反日常系

日常派

日記

 今日は寒く、天候の話をする度に、太宰治が「昔の文学者のサロンでは天候の話しかすることがない者のことを天候居士と読んだ」というような内容を書いていたのを思い出す。もう十月も終わりかけ、その暦に則ればそれらしき天候なのだが、毎回そう思いながらも思ったよりも時間が経つのが早いと感じる。最近は酒や本といった娯楽を選択しているため、より時間が経つのが早い。一日は長く、過ぎた一年は短く感じるのが暇人の常である。幸いにも、孤独と暇を飲酒やら読書で燃やすことができているが、そこに憂鬱が入り込むと全てが台無しになってしまう。憂鬱に崩されないように時間を差っ引いていくジェンガが、今日も常々と何一つ変わりなく、机の上に散らばった。溜息をつく。

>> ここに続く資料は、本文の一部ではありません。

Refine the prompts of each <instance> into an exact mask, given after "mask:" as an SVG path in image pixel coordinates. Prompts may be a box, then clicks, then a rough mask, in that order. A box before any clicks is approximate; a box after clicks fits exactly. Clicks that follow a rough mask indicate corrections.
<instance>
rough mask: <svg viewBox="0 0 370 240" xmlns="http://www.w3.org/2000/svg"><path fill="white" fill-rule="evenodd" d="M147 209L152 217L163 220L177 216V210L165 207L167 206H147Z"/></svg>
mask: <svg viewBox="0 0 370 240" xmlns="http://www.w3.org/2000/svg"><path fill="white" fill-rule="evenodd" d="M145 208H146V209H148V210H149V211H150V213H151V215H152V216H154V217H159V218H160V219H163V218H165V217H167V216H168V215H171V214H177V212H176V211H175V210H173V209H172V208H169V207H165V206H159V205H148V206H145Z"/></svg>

 今日もまた、病院に通う。医師やらカウンセラーは僕があまりにも人に心情を吐露するのが下手な為に敵のように思えてならない。そんな調子なので、酔歩の足跡から何かを察してもらおうと片手にチューハイを握りしめ、カウンセリング室や診察室へ向かう。酔っているふりをして、その実幾分かは酔っているのだが、目を瞑り、謳うようにうんうんと喋る。なかなか自分の自意識が邪魔をして上手く痛切に響かせることが叶わない。破滅的に酩酊していないと、そういった免罪符や口実がないと人に辛さを語ることができない。そのせいでチューハイを小道具にするためにコンビニに寄って小銭を増やしたり減らしたりしている。

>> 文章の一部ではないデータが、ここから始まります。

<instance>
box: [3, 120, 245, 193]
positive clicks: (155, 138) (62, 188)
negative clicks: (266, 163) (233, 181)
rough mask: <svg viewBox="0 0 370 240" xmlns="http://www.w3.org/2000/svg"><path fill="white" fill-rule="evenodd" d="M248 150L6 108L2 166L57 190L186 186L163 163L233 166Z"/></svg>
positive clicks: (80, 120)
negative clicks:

 自分の長所なのか短所なのか、自分の語りに常に客観的視点を挟み込まずには喋ることができず、信頼できない語り手というような語り方ができない。酒を句読点のように注ぎ込みながら、「僕はね、酔っていないんです。酔っている人間は酔っていないと言うのが常ですけれども、酔っていない人間だって酔っていないと言うものでしょう。僕は人に弱みを見せるのが苦手で仕方ない。自傷の後の手首や首の縫合糸の数だったり、飲み下した錠剤の数が一番真に迫るもののように感じます。それ以外の道を模索しようと、今日は飲酒をしているというていでなんとか言葉を吐いているわけです。僕は酔ってなんかいませんよ。この言葉だって演技じみていて、その実演技なんです。喋っている内容は本当ですけれども、喋り口調は全て演技です。こうでもしないと、他者からしたら僕の悩みは他人事な訳で、元気だったらそこに可笑しさを付け加えることもできますけれど、今はそれが不可能なので、この口調で喋っているんです。僕の演技があなた方に伝わるとは思っていないですし、伝わる可能性が少しでもあるのなら、演技しているということは黙っているべきなんですが……客観から逃れることができない……」

 そう言って僕は一息に缶に残ったチューハイを飲み干した。時間が来て、次回の予約をする。部屋を出る時にわざと七割ですっ転んで、へらへらと笑うのも欠かさない。すっ転ぶ為に酒を飲んでいるのかもしれない。零さないように飲み干した缶チューハイが病院の床を転がっていて、それを追い回しながら頭を下げて病院を出た。